Sie sind einverstanden, dass wir die beiden Gesetzentwürfe an den Ständigen Ausschuss überweisen. –

(Zuruf von der SPD: Sind wir!)

Es ist so beschlossen.

Damit ist Punkt 7 der Tagesordnung erledigt.

(Stellv. Präsidentin Christa Vossschulte)

Ich rufe Punkt 8 der Tagesordnung auf:

Erste Beratung des Gesetzentwurfs der Fraktion der SPD – Gesetz zur Änderung der Gemeindeordnung und der Landkreisordnung für Baden-Württemberg – Drucksache 13/2453

Das Präsidium hat folgende Redezeiten festgelegt: für die Begründung fünf Minuten und für die Aussprache fünf Minuten je Fraktion.

Das Wort erteile ich Herrn Abg. Gall.

Frau Präsidentin, meine sehr geehrten Damen und Herren! Da der von uns vorgelegte Gesetzentwurf der Logik der bisherigen Festlegungen der Gemeindeordnung folgt und die Begründung im Gesetzentwurf umfassend ist, könnte ich eigentlich auf eine weiter gehende Begründung verzichten. Da ich aber davon ausgehe bzw. aus Gesprächen des heutigen Tages weiß, dass insbesondere nicht alle Mitglieder der CDU-Fraktion den Gesetzentwurf auch gelesen haben, will ich ihn doch kurz begründen.

(Heiterkeit bei Abgeordneten der SPD)

Wie Sie wissen, meine sehr geehrten Damen und Herren, regeln die Gemeindeordnung und die Landkreisordnung Baden-Württembergs die Mitwirkung von Personen, die ein enges Bindungsverhältnis zur Kommune bzw. zum Landkreis haben, insofern, als sie von einer Tätigkeit im Gemeinderat bzw. im Kreistag ausgeschlossen sind. Damit soll eine freie, unabhängige Entscheidungsfindung der Mandatsträger in den besagten Gremien gewährleistet sein.

Die bisherigen Formulierungen in der Gemeindeordnung und der Landkreisordnung beziehen sich jedoch, wie Sie wissen, auf verwandtschaftliche Beziehungen, auf Beamte und Angestellte allgemein und auf Körperschaften des öffentlichen Rechts. Nicht berücksichtigt sind bislang juristische Personen oder sonstige Organisationen des Privatrechts. Gerade aber die Erfüllung öffentlicher Aufgaben in einer Privatrechtsform, meine Damen und Herren, gewinnt auch auf kommunaler Ebene immer mehr an Bedeutung. Wir treffen diese teilweise oder vollständig durchgeführten Privatisierungen in den zurückliegenden Jahren zum Beispiel im Gesundheitsbereich oder bei der Abfallentsorgung an.

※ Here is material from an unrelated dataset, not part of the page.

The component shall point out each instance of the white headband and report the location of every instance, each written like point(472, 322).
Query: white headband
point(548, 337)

(Zuruf des Abg. Oelmayer GRÜNE)

Nach wie vor ist es aktuell – Sie kennen diese Beispiele –, dass kommunale Unternehmen und Organisationen aus dem öffentlichen in den privaten Bereich ausgegliedert werden. Nahezu die gesamte Sparte der Energieversorgung ist hiervon betroffen, aber zum Beispiel auch Wohnungsbauunternehmen. In nicht wenigen Fällen – besser gesagt: in vielen Fällen – ist es aber nach wie vor so, dass die Gemeinde bzw. der Landkreis – wie ich meine, richtigerweise – bei den ausgegliederten Unternehmen und Organisationen die Kapitalmehrheit und die Stimmenmehrheit in den Kollegialorganen, zumindest aber eines von beiden, besitzt.

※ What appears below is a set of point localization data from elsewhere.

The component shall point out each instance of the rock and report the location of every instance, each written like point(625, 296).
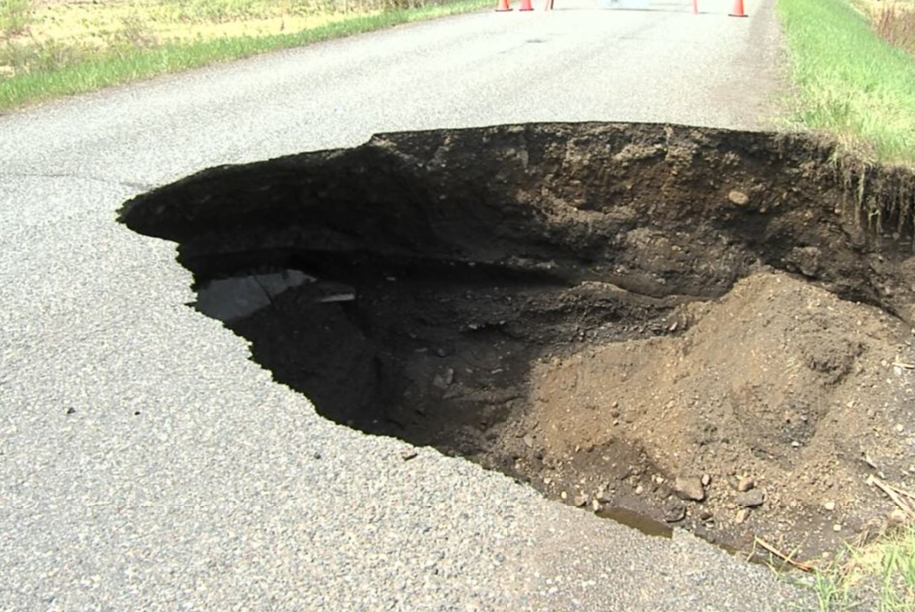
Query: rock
point(674, 512)
point(897, 517)
point(689, 488)
point(444, 380)
point(745, 484)
point(751, 498)
point(604, 497)
point(738, 198)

Sinn und Zweck unseres Gesetzentwurfs ist, dass leitende Beamte oder Angestellte solcher Unternehmen zur Vermeidung von Interessenkonflikten – die ja auf der Hand liegen – aufgrund der nach wie vor bestehenden Bindung zur

Kommune bzw. zum Landkreis nicht das Amt eines Gemeinderats oder eines Kreisrats ausüben dürfen. Das heißt, wir erweitern die bisherige Vorschrift um private Rechtsformen und berücksichtigen dabei sowohl die Kapitalbeteiligung als auch die Stimmverteilung im jeweiligen Kollegialorgan. Man kann auch sagen: Wir schaffen Gleichheit bei den Hinderungsgründen zur Annahme eines Mandats.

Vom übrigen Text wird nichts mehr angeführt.